Inessa Armand

1874-1920 • France

Communist, Feminist, Internationalist

French mother of five who was brought up in Russia and became a teacher at the Bolshevik training school in Paris, Armand became Lenin’s lover in 1910 and then inseparable from him for the next ten years.

Armand was born in Paris as Inès Stéphane with her mother an English teacher of singing. When her father died an aunt found work for her mother in Moscow, where Inessa too started to work teaching private lessons in singing and languages. One of the Russian families she worked for was the Armand family, and at 18 she married the oldest son, giving birth to three children between 1894 and 1901, and a fourth in Lausanne in 1903.

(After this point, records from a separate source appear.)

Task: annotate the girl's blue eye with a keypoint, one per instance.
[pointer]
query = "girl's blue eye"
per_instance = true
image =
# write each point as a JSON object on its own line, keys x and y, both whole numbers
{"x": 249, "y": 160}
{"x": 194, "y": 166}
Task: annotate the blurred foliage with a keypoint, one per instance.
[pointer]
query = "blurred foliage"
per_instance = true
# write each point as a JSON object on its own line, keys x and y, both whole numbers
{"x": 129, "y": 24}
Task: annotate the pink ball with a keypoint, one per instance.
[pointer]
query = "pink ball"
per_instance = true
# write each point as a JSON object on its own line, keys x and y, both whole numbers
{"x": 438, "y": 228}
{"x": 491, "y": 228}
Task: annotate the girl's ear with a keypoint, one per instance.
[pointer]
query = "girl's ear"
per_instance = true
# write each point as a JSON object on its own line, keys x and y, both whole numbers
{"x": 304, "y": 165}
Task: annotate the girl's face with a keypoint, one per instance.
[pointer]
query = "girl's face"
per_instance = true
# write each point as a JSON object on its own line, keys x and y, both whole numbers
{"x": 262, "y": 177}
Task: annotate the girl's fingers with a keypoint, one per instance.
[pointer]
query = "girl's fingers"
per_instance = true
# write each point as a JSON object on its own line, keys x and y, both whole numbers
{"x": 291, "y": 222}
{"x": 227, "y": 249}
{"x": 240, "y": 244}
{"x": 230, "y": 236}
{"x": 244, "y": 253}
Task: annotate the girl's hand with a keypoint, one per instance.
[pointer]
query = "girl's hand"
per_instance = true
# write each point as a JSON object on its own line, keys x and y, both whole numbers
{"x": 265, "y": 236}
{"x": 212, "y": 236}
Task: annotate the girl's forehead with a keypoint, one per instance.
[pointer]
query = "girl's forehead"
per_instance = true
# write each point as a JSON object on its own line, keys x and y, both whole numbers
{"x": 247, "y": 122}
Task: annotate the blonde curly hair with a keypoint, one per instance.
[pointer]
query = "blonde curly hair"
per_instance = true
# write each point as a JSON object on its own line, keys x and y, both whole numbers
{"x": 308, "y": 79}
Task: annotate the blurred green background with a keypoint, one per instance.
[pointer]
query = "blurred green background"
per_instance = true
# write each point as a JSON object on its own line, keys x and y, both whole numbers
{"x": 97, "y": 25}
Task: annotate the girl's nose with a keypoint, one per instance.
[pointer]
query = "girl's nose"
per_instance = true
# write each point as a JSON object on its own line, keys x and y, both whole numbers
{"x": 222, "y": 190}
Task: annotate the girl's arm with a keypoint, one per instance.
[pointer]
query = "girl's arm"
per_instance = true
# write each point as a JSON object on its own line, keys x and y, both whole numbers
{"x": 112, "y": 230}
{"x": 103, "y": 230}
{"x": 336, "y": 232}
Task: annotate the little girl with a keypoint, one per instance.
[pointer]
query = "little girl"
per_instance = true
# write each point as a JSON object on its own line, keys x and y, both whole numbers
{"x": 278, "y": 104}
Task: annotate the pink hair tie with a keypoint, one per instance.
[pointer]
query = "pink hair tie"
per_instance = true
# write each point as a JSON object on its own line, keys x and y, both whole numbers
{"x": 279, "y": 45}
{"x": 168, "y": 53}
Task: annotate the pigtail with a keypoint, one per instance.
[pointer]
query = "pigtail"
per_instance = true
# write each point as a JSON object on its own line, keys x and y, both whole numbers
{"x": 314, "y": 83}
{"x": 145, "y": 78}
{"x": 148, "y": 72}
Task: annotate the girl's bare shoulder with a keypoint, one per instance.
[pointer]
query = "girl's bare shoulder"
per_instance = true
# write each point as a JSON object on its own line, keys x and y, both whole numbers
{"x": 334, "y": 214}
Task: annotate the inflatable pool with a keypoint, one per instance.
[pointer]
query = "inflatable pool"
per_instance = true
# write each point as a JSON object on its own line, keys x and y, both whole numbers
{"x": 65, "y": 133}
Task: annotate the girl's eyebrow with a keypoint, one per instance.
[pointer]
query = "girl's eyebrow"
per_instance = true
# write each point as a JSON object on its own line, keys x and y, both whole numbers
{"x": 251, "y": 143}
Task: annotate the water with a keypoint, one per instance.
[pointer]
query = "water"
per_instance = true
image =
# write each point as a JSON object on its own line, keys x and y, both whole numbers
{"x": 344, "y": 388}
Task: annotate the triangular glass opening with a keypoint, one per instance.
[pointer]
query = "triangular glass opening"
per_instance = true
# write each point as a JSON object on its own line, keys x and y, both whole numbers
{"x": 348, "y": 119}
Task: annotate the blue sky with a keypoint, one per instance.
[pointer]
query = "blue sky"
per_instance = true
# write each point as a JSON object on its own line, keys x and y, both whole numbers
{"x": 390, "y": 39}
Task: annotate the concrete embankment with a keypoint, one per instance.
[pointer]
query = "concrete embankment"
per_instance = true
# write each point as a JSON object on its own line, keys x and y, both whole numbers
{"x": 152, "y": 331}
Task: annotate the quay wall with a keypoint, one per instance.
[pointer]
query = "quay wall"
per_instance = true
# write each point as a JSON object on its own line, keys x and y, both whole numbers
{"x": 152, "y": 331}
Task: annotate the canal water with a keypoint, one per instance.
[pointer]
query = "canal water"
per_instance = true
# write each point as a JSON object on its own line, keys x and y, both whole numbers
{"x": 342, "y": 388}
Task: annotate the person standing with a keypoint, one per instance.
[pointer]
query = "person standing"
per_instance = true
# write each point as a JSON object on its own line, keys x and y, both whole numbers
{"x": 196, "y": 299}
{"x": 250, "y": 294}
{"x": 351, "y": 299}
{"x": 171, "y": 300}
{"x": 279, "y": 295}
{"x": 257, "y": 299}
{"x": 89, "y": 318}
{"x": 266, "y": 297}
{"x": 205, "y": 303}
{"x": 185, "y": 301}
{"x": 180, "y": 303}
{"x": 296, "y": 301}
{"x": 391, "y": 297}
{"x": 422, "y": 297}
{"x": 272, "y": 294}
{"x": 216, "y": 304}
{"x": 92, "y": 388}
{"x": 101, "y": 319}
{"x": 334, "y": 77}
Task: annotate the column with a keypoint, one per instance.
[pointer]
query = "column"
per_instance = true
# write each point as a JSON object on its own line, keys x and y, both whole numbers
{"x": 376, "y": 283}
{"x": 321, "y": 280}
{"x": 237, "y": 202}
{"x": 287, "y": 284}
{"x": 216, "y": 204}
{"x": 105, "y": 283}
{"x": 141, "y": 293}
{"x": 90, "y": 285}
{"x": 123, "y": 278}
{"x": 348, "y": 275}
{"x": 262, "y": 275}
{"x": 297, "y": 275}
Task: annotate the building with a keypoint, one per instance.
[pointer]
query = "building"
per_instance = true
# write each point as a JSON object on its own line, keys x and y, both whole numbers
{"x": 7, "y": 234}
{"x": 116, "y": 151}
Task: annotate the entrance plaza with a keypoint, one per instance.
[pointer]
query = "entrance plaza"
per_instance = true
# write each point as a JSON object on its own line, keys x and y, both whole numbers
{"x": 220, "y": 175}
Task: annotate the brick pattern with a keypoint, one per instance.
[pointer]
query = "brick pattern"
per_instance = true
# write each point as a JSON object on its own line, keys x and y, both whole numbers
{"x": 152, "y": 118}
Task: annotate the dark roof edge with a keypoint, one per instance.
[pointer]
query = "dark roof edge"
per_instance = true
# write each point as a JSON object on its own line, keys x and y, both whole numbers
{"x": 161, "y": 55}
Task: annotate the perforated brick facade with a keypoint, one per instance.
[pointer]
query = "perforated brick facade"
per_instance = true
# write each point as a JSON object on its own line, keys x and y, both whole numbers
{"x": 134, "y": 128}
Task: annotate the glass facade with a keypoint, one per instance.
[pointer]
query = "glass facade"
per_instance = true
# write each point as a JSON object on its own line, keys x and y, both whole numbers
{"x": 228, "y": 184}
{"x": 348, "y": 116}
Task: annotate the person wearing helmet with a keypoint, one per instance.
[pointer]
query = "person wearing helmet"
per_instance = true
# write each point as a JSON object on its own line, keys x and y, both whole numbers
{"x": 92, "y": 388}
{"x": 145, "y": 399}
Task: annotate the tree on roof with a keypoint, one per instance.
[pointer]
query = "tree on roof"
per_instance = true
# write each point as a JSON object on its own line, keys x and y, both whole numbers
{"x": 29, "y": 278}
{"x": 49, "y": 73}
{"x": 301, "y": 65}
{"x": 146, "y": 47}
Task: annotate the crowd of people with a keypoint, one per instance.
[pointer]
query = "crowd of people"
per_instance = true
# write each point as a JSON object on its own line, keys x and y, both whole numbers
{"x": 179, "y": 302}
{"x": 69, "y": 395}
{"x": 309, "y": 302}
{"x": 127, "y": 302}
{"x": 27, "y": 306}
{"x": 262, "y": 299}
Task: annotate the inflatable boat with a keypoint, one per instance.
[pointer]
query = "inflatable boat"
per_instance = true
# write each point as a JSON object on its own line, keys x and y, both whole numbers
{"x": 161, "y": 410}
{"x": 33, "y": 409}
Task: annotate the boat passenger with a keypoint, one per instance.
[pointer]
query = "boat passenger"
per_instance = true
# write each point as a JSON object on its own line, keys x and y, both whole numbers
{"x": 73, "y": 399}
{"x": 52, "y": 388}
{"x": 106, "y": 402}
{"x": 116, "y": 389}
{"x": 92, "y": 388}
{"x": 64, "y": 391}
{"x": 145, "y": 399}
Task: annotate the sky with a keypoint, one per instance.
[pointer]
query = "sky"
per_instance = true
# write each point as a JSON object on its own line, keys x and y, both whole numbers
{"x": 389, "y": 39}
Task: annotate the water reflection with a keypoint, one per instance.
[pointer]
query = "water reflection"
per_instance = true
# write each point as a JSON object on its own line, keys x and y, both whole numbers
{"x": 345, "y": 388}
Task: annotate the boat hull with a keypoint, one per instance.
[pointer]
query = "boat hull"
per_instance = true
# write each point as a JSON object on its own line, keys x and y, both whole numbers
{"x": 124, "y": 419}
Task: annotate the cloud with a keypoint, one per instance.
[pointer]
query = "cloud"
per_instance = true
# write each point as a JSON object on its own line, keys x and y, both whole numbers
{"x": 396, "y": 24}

She returned to Moscow and joined the social democratic party, where she was arrested on January 6 1905. Released on October 22 1905 during the general strike, she was arrested again on June 7 1907 and exiled to Siberia. Escaping from there in November 1908 she got to Belgium in 1909 and then to Paris in 1910, where she lived initially at 241 Rue Saint-Jacques.

Working with the Bolshevik faction saw her meet Lenin. Lenin fell head over heels in love with Armand. Observers wrote: ‘He doesn’t take his eyes off her’.

Lenin then invited her to teach at the Longjumeau cadre training school he set up in the Spring and Summer of 1911.

While Lenin and Krupskaya lived Lenin and Krupskaya lived in a 48 sq.m flat from December 1909 to June 1912 in No. 4 rue Marie Rose, Inessa Armand lived at number 2.

In 1910 Lenin had rented her a flat in the building next door to him and Krupskaya in the Rue Marie Rose in the 14th arrondissement. [No plaque at his address now].

The site of the New Cafe d Orleans av Gen LeClerc. A good place for a drink to the lovers Lenin and Armand who used to meet further up the street in 1910-12.

In 1910-11 she and Lenin used to pop out to the Cafe d’Orleans, then 10 minutes from their street. But that was knocked down and the current cafe (on the opposite side of the Avenue General Leclerc) is even closer to the street where they were neighbours, but without the 19th century decor.

Inessa was very close to Lenin from then until she died in Russia of cholera in 1920 aged 46. She had travelled back in the armoured train through Germany with Lenin in 1917, although here presence was always kept out of the official Communist hagiography.

Armand organised a conference of working women in 1918 and then chaired the First International Conference of Communist Women. She also supported the Workers’ Opposition to the early bureaucratisation of the Bolsheviks in power. Some woman!